To new Insights with Photo Elicitation
I thought that this particular image and others I had taken could help to introduce the ‘use of force’ from a very different angle to a video-recorded set of interviews with fellow officers. Therefore, I prepared a further nine images (for other images see here). Indeed these images worked as “can opener” (in John Collier’s sense): By simply explaining the image, this visual tool allowed participants to discuss issues such as death, self-harm and assault. These images, prompted participants (prison officers, medical staff and kept) to tell me things I wouldn't have ever dared to formulate in words.

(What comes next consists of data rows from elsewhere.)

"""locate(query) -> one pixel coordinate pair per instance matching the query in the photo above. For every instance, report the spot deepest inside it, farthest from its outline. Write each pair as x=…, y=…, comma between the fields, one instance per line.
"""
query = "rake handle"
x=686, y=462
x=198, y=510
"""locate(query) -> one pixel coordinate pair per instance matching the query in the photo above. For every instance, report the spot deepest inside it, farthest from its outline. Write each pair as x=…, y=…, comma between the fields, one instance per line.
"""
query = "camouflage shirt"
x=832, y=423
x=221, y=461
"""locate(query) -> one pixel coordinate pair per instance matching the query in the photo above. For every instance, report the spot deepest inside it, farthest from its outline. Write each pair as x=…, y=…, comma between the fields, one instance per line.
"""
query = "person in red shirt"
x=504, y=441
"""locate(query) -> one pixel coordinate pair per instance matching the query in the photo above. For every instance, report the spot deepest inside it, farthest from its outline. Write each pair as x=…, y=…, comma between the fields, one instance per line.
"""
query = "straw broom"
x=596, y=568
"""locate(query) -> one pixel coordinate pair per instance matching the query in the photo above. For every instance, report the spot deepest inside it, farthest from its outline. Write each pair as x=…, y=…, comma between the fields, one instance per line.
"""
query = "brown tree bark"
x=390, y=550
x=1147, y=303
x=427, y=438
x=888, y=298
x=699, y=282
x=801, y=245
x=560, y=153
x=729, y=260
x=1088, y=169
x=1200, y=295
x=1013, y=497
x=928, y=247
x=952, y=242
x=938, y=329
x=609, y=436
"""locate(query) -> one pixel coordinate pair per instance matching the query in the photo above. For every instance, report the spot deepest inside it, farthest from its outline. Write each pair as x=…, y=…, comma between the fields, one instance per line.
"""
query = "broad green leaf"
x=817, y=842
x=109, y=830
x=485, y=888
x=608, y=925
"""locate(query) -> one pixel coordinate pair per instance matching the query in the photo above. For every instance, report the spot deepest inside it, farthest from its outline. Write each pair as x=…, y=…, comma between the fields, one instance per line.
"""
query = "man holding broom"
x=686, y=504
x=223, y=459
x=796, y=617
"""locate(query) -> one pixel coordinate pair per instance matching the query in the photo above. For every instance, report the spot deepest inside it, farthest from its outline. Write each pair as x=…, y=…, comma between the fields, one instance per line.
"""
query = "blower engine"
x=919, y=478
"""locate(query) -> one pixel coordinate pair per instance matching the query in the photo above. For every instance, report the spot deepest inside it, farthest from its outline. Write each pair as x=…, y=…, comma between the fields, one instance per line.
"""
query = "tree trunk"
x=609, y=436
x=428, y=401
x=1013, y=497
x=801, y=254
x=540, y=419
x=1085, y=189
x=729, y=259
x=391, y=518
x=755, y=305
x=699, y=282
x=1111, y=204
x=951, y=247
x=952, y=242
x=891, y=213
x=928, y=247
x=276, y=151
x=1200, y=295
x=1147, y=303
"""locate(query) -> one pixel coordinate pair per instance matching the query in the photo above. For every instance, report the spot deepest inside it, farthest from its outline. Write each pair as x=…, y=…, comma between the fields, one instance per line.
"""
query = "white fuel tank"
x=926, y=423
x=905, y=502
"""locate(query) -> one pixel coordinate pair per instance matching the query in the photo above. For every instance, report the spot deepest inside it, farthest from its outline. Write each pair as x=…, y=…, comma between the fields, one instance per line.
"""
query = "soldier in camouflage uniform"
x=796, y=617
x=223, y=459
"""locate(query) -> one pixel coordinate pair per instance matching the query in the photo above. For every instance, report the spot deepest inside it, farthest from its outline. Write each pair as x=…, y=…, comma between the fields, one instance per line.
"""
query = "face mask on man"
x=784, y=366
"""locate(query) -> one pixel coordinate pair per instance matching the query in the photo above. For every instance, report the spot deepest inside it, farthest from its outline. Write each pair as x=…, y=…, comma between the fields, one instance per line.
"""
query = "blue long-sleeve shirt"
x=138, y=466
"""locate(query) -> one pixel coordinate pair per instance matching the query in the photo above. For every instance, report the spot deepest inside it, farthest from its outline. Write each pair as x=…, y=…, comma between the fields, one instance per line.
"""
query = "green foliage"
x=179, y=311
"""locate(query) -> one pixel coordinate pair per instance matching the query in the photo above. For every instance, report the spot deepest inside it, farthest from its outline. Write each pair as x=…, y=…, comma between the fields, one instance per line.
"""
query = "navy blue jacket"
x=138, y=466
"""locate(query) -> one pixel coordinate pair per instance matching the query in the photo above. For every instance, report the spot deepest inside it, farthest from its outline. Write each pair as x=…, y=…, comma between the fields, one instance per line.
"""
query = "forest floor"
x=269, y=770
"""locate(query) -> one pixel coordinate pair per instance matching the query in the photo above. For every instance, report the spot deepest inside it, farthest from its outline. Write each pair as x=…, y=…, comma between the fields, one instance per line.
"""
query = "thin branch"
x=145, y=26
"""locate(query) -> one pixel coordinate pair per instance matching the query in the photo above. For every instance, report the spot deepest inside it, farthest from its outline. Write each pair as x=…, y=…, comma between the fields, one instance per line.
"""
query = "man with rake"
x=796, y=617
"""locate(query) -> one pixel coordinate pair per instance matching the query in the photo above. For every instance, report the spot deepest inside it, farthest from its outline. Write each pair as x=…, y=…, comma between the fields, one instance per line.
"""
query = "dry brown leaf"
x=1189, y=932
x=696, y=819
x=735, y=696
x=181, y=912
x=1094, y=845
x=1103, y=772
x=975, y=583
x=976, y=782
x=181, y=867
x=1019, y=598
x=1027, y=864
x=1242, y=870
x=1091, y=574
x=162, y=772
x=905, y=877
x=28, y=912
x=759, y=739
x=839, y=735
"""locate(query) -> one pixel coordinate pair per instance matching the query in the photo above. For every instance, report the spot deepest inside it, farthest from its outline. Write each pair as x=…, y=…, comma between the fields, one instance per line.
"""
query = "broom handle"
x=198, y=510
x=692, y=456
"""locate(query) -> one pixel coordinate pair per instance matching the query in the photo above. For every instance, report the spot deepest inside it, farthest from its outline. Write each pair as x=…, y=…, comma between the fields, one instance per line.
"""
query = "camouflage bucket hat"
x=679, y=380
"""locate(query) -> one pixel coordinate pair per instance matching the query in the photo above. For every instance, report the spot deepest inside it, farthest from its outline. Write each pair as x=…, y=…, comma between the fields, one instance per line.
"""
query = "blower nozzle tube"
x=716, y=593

The image depicting the aftermath of an officer's assault (Image n. 3), for instance, triggered some of the officers to talk about and to reflect on assaults, violence, their own (or their colleagues) “misbehaviour”, “provocations” towards inmates and the use of force as well as of their vulnerability and very low level of safety at work. Furthermore, photo elicitation worked very well to introduce qualitative interviews. This positive development took me by surprise; I had used photo elicitation on different occasions before, but I had never really experienced the deeper meaning of Merton's idea of serendipity, in other word, suddenly observing an unexpected strategic datum that can lead to new path in the research. I am only starting to get a real sense of it now, whilst working in the field by day and often with Nvivo by night.